Our own Hindufication
We write this not as outsiders pretending to diagnose India, but as people who have undergone a gentler version of the same process. Over fifteen years of family and work on the subcontinent, our own Islamicate inheritance has been quietly sifted. The Persianate was retained. The Arabic was allowed to fall away. The qawwali, the food, the manners, the ghazal, the Mughal grammar of taste. All survived. The devotional Islamicate self did not. We arrived as something close to a Anglo-Islamicate hybrid. We are leaving, slowly, as a Hindu-Persianate one. We did not plan this. We watched it happen to ourselves.
The Persian survives. The Arabic does not. The poetry survives. The prayer does not. This is the formula. Once you see it, you cannot unsee it.

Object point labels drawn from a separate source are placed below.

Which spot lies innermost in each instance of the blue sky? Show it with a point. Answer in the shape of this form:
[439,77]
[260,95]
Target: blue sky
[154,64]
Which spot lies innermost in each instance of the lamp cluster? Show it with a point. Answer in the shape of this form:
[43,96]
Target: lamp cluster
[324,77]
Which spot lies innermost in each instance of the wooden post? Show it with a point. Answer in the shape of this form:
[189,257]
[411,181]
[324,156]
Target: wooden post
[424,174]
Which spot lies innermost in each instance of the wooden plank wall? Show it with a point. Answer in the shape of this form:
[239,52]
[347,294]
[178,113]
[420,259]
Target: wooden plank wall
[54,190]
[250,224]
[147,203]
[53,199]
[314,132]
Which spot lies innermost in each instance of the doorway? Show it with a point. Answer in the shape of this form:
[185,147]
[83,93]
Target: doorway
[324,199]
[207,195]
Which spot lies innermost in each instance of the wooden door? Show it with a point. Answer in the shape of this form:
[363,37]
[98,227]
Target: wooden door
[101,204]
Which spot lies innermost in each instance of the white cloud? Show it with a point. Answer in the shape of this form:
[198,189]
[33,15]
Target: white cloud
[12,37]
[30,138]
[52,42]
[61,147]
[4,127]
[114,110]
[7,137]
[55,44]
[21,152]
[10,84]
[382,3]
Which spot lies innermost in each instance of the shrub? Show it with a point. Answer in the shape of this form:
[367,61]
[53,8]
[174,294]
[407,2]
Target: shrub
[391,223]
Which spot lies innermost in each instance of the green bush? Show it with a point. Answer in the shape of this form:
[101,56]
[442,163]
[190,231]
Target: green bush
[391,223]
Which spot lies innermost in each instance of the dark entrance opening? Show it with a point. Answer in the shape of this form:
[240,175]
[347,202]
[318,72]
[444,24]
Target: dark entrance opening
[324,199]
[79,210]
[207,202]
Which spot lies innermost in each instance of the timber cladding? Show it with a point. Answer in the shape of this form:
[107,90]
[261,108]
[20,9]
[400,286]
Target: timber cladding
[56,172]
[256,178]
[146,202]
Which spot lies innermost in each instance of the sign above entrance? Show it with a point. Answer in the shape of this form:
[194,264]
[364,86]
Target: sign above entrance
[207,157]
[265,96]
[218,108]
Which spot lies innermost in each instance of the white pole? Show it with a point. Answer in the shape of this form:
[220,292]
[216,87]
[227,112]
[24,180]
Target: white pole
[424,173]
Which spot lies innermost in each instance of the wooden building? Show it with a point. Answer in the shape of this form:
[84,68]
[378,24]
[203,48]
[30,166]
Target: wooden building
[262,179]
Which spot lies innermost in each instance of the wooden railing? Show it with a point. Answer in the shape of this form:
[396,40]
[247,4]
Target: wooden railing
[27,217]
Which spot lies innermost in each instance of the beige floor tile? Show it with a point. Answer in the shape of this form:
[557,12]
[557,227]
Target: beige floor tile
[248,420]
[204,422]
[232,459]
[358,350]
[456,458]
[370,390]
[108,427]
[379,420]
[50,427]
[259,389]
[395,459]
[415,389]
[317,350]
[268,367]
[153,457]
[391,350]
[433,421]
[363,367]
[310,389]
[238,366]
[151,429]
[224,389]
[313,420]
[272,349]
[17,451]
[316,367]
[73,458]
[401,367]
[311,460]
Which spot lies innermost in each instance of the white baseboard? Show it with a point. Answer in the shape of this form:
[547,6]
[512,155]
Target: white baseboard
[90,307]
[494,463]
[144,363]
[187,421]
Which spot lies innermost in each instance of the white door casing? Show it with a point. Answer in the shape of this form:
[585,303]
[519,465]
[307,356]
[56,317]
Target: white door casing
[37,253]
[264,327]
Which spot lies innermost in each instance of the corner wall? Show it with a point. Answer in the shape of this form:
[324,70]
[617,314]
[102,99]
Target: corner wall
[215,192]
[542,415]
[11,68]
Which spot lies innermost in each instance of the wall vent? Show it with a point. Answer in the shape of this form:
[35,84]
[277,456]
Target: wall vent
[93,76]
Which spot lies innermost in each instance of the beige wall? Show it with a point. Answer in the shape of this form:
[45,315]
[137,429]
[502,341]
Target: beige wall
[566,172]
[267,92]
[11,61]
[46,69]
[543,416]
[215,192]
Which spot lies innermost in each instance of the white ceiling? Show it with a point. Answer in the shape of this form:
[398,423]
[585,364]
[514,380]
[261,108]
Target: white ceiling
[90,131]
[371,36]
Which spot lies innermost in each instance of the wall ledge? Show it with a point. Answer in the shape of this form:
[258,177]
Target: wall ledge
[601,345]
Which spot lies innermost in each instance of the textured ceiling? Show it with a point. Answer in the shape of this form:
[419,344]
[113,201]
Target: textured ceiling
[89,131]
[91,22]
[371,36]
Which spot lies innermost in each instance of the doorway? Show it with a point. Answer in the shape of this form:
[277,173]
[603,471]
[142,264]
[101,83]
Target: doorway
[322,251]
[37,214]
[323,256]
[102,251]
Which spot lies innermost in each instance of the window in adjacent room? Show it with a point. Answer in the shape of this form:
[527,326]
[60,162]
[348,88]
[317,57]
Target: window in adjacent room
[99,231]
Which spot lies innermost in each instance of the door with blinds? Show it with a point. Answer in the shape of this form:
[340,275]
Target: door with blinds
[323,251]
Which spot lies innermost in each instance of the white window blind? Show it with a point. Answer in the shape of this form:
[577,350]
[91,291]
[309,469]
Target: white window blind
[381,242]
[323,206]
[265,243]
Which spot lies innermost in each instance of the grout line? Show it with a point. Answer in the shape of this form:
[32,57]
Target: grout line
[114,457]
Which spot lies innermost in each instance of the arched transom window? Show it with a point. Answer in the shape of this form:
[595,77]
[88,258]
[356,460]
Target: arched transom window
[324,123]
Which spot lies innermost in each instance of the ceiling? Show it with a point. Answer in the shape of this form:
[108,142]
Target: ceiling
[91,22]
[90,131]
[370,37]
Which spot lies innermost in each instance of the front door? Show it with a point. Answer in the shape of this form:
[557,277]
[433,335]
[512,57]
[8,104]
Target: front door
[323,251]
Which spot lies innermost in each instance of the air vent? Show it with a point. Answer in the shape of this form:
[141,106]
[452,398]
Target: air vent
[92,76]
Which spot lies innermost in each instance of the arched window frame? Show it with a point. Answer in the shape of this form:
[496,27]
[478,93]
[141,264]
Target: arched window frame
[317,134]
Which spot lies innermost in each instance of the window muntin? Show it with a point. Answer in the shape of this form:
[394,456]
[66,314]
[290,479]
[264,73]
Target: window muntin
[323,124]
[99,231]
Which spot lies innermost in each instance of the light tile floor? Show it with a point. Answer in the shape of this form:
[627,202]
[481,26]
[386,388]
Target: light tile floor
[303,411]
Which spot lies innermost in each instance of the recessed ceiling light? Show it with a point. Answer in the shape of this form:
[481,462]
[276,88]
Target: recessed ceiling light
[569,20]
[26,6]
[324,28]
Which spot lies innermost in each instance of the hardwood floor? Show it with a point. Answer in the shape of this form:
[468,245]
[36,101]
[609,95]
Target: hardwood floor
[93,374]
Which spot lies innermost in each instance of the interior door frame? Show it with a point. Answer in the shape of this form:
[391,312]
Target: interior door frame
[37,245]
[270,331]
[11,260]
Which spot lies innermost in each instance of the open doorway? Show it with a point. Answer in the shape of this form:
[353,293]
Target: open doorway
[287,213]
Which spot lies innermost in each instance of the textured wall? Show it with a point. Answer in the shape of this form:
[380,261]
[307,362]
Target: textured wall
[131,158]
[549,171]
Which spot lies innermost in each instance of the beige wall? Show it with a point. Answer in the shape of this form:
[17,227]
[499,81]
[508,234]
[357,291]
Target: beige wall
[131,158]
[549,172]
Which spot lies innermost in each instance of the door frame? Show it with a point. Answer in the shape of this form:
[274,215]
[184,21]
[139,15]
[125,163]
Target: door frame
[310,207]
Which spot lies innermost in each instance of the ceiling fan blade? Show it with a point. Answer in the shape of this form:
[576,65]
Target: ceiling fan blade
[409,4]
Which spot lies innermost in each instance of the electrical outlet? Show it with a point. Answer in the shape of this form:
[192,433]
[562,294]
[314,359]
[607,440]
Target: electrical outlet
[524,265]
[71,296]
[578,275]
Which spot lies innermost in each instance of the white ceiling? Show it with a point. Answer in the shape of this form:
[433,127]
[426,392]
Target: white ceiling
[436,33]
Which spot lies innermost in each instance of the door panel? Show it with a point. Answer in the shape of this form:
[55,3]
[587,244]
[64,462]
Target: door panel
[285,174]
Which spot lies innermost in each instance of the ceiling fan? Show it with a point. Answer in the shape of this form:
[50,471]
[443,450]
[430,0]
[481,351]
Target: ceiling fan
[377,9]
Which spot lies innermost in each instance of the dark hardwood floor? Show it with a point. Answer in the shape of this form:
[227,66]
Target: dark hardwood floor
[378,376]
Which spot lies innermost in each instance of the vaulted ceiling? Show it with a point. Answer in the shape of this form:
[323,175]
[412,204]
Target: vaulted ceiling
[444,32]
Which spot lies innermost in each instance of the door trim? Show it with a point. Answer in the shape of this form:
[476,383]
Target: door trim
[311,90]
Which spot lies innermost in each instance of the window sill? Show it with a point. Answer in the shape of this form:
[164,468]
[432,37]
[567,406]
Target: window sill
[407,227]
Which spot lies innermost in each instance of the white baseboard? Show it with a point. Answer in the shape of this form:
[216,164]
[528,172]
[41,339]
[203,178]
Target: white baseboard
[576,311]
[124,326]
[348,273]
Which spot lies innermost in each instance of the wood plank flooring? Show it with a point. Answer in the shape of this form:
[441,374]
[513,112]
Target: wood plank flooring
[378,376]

We made this passage with privilege, with distance, with choice, and with somewhere else to be if we changed our minds. The Indian Muslim, the one with no other passport and no other country, is being asked to make the same passage on terms set by people who never had to make it themselves. That asymmetry is this post.
The morning song
The news this week was Memo No. 470-ME, dated 19 May 2026, signed by the Director of Madrasah Education, Government of West Bengal. The order makes the singing of Vande Mataram mandatory at morning assembly in every state-recognised madrasa: government, aided, unaided, all of them. Immediate effect. Approval of competent authority.

Note the date. Suvendu Adhikari was sworn in as the first BJP Chief Minister of West Bengal on 9 May, ten days earlier, on a 207-seat mandate that ended Mamata Banerjee’s fifteen-year run. The order is ten days into the new government. Of all the actions available to a freshly-installed state administration, this is the gesture chosen. The first major item on the agenda was the Muslim schoolchild’s morning. The signal is the signal.
The Pakistani faction of our commentariat is aghast, and not unreasonably. The song is a hymn to the Great goddess Durga, drawn from a novel that called for war on Muslims, and forcing a Muslim child to recite it is a small humiliation that announces a large arrangement. One of our Pakistani commenters compared it to forcing a vegetarian Hindu to eat beef. The comparison overstates and understates at the same time. It overstates because nobody is forcing food into anyone’s mouth. It understates because food is forgotten by the afternoon, and a song sung daily for ten years writes itself into the spine.
The row is the symptom. The disease is older. Bengal is the latest frontier, not the first.